Thank you. And then totally different question. You have your revenue model that you published in prior presentations; it suggests that for $75 million in revenues, the EPS would be closer to $0.42 in that model. Why did you end up being above the revenue model?

The target model introduced in 2019 did not include the acquisition of DTS and DSI. We also need to update it for significant changes in the foreign exchange rate, especially with the Israeli shekel. You may have noticed the foreign exchange rate effect, which is significant quarter-over-quarter and also year-over-year. We are in the process of updating our model and plan to introduce it in the fourth quarter.

Speaker 7

Great, thank you. And the implication then for the third quarter is that earnings could also be above what the model indicates?

Given the two acquisitions that were not previously accounted for in the model, I would assume you are correct. However, please note that the model encompasses not only top-line revenue but also profitability and cost structures related to the targets. Once we update the model, we can provide a more comprehensive overview that accounts for all these moving parts.

Speaker 7

That's very helpful. I'm thinking in terms of the $0.62 to $0.87 in earnings that the model indicates for $80 million to $85 million in revenues; we should recognize that the model isn't entirely considering everything, and the two acquisitions are accretive to that model. So, that's directionally the way to think about it?

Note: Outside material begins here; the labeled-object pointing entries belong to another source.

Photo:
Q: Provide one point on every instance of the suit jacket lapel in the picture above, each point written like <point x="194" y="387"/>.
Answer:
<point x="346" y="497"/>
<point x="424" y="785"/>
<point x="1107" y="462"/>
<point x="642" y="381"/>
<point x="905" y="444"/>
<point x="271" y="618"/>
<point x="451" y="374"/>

You're correct. The model did account for organic growth only, which means for every additional incremental revenue, a set percentage drops into the pre-tax level. Once we incorporate those two acquisitions, we need to factor in not only top-line revenue but fixed costs and SG&A costs associated with those companies. Therefore, a revision is necessary and will be provided.

Speaker 7

Great, thank you. And thank you for pursuing acquisitions that are accretive and beneficial to the model.

Thank you.

Operator

The next question is a follow-up from John Franzreb with Sidoti and Company. Please go ahead.

Speaker 4

Actually, it’s very much along the lines of the last two questions. I was going to ask how the accretive acquisitions alter that 30% to 50% incremental operating margin. So, to answer or not depending on how you feel comfortable?

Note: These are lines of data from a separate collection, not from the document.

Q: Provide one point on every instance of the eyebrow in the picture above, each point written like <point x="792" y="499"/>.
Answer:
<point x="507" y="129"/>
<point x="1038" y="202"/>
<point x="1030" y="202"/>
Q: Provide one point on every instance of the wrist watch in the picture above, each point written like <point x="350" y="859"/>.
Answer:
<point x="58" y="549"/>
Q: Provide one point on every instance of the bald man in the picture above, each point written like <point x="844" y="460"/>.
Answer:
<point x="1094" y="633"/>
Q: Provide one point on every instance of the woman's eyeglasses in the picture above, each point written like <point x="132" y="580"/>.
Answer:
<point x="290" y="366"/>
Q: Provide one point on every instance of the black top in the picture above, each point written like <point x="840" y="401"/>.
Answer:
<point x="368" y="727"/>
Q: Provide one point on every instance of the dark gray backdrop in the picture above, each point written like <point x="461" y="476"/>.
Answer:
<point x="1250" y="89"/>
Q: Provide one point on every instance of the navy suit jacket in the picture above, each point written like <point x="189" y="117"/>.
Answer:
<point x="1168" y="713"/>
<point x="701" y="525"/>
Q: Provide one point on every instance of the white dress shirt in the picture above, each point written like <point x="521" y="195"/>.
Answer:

We will need to revise the model. Currently, it does not account for those acquisitions or the updated exchange rates. Therefore, the top-line revenue does not correlate to bottom-line profitability in respect to the model. We simply have to revise it.

Speaker 4

Okay, that was my follow-up question. But the revision sounds like a good thing. Congratulations.

Thank you.

Operator

This concludes our question-and-answer session. I would like to turn the conference back over to Steve Cantor for any closing remarks.

Speaker 1

Thank you. Before concluding, I want to note that we will be participating in a number of investor conferences in September, including the Sidoti, Colliers, and D.A. Davidson conferences. We will be posting some information about that on our website. With that, I’d like to thank you all for joining our call and have a good day.

Operator

The conference has now concluded. Thank you for attending today’s presentation. You may now disconnect.